P. F. Hilker / 03.07.2019

Schade, dass Karl May nicht mehr lebt. Der beherrschte, nach eigenen Angaben, 1000 Sprachen und Dialekte. Der wäre der geborene Kommissionspräsident. Prädestiniert für multilaterale Beziehungen.

P. F. Hilker / 03.07.2019

Da kann man sich doch nur die Hände reiben, läuft doch alles wie geschmiert. Als Verteidigungsminister würde ich Frau “Dr” Schavan vorschlagen, ich glaube, die hat gerade keinen Job.

Holger Krahmer / 03.07.2019

Schlecht recherchiert. Frau Lagarde hat auf die Frage, ob sie sich vorstellen kann, EZB Präsidentin zu werden, nicht fünfmal “nein” gesagt, sondern sechsmal! ;)

Roland Stolla-Besta / 03.07.2019

Nicht daß die ein Rohr-Krepierer wird! Ich befürchte, daß es auch Flinten-Uschi, so sehr sie sich auch Mühe geben wird, nicht gelingen wird, das EU-Konstrukt zum Einsturz zu bringen, das wäre doch zu schön.
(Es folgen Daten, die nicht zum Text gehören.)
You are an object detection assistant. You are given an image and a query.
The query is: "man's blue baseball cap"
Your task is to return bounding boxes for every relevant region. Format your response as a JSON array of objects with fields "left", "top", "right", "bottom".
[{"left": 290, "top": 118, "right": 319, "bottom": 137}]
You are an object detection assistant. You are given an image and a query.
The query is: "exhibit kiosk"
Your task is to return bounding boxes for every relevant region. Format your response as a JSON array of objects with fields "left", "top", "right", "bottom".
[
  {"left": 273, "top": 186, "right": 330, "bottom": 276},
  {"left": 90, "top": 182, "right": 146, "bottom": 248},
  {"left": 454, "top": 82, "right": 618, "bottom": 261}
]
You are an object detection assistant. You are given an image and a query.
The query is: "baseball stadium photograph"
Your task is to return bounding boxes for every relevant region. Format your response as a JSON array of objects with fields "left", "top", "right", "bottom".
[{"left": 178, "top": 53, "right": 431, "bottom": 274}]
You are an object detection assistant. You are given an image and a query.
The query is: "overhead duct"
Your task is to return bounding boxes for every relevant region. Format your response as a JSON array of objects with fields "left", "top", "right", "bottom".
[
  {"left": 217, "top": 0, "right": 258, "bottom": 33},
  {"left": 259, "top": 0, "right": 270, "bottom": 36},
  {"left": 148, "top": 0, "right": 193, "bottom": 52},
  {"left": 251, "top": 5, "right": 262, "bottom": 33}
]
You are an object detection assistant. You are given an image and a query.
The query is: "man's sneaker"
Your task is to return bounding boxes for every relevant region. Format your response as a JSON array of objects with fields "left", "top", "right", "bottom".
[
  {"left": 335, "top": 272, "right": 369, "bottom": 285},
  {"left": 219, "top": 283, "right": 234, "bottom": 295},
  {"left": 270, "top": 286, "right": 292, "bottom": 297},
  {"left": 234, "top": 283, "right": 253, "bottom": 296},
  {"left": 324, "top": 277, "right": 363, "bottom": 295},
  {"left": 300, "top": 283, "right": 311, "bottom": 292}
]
Die Positionisten in Brüssel werden sich auf Teufel komm raus über Wasser halten wollen. Der Sturz muß von außen kommen, also initiiert aus den tributpflichtigen Ländern, von unten, vom Volk, von dem Umstürze im allgemeinen ausgelöst werden. Allerdings sehe ich da bei meinen herzigen deutschen Wonneproppen nicht allzuviel Neigung. Die Briten immerhin sind doch schonmal ein guter Anfang.

Reiner Lorber / 03.07.2019

Vielleicht wurde sie für den Posten nominiert, weil es in der EU einen Arzt (in diesem Fall Ärztin) bedarf um sie, zumindest ein wenig, zu retten.

herbert binder / 03.07.2019

Im Moment suche ich noch krampfhaft nach einem Äquivalent zu einer Redensart, in der es um Bauern und Kartoffeln geht. Etwas Geduld noch. Bei einer Orgel, die ich aber auch assoziiere, lieber Herr Grimm, haben Granaten jedenfalls kein Bleiberecht, dafür aber Pfeifen. Und die größte zu sein, ist nahezu ein “Privileg”. Hier, bei der Orgel. Um aber hart am Knochen, sorry, beim Thema zu bleiben - wir sollten den Sprengkörper nicht vorschnell ins Korn werfen. Vielleicht besteht noch Hoffnung insofern, als die Frau von den Laien bei soviel Zuspruch doch irgendwie skeptisch werden könnte. Abwarten wir’s.